Added a single covariate for slope (with corresponding coefficient) and the entire thing just crawls to a halt. After almost 18 hours, I have 45 samples.

The hours of study affect the score. Students belong to a few different skill “levels” and empirically, it makes sense to have a different weight on the hours_study for each level.

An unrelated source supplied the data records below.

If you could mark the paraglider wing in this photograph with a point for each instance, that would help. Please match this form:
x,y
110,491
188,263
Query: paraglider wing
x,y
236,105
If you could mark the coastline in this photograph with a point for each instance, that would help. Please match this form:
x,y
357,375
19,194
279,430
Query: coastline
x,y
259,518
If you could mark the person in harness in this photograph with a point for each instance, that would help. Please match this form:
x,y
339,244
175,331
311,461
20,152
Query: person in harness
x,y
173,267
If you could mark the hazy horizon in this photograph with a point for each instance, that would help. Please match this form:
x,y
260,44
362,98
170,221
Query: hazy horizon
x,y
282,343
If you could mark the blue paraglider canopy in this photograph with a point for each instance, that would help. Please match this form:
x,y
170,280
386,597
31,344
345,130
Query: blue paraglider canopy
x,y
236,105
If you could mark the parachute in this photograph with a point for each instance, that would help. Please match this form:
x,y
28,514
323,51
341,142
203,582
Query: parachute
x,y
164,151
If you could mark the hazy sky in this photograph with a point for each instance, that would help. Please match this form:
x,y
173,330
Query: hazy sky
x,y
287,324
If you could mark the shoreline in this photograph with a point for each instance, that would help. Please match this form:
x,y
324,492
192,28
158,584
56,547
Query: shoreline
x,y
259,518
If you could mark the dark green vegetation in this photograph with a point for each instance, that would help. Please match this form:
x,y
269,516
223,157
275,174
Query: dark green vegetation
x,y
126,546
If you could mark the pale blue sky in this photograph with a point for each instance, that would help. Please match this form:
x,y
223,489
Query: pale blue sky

Clearly I’m doing something wrong here. Would really love any advice you might have!

Thank You!!!

data{
  int N;
  int N_student;
  int N_group;
  int N_tutor;
  int N_level;

  // Dependent variable
  real score[N];


  // Intercepts
  int<lower=1, upper=N_student>   student[N];
  int<lower=1, upper=N_group>    group[N];
  int<lower=1, upper=N_tutor>  tutor[N];
  int<lower=1, upper=N_level>  level[N];

  // Slop
  vector[N] hours_study;

}

parameters {

  real mu; // base mean
  vector<lower=0>[N_group] g_sigma;  // group specific scale

  vector[N_group] g_eta; // group specific intercept
  real<lower=0> g_scale; // scaling of group specific intercept

  vector[N_student] s_eta; // student specific intercept
  real<lower=0> s_scale; // scaling of student specific 

  vector[N_tutor] t_eta; // tutor specific intercept
  real<lower=0> t_scale; // scaling of tutor specific 

  vector[N_level] beta_hours;  // Hours of study, per student skill level (about 40 levels)


}

transformed parameters {
  vector[N_group]   g_re;
  vector[N_student]  s_re;
  vector[N_tutor] t_re;

  g_re = g_scale * g_eta;  // intercept for group
  s_re = s_scale * s_eta;  // intercept for student
  t_re = t_scale * t_eta;  // intercpet for tutor

}

model{

  vector[N] theta;
  vector[N] sigma;

  // Priors
  mu  ~ normal(0,10);
  g_sigma  ~ normal(0,5); 

  g_eta    ~ normal(0,1);
  g_scale  ~ exponential(1);

  s_eta    ~ normal(0,1);
  s_scale  ~ exponential(1);

  t_eta    ~ normal(0,1);
  t_scale  ~ exponential(1);

  beta_hours ~ normal(0,1);

  // model likelihood
  theta = mu + g_re[group] + s_re[student] + t_re[tutor] + beta_hours[level] .* hours_study;
  sigma = g_sigma[group];

  score ~ lognormal(theta, sigma); 
}

#16

Tried an experiment this morning. If I change the distribution from lognormal to normal, Stan runs VERY quickly and the samples look good (no divergence, etc…)


#17

Thanks for following up. Didn’t see this before, but it’s another example of what Andrew calls the “folk theorem”. The upshot is that misspecified models tend to be slow.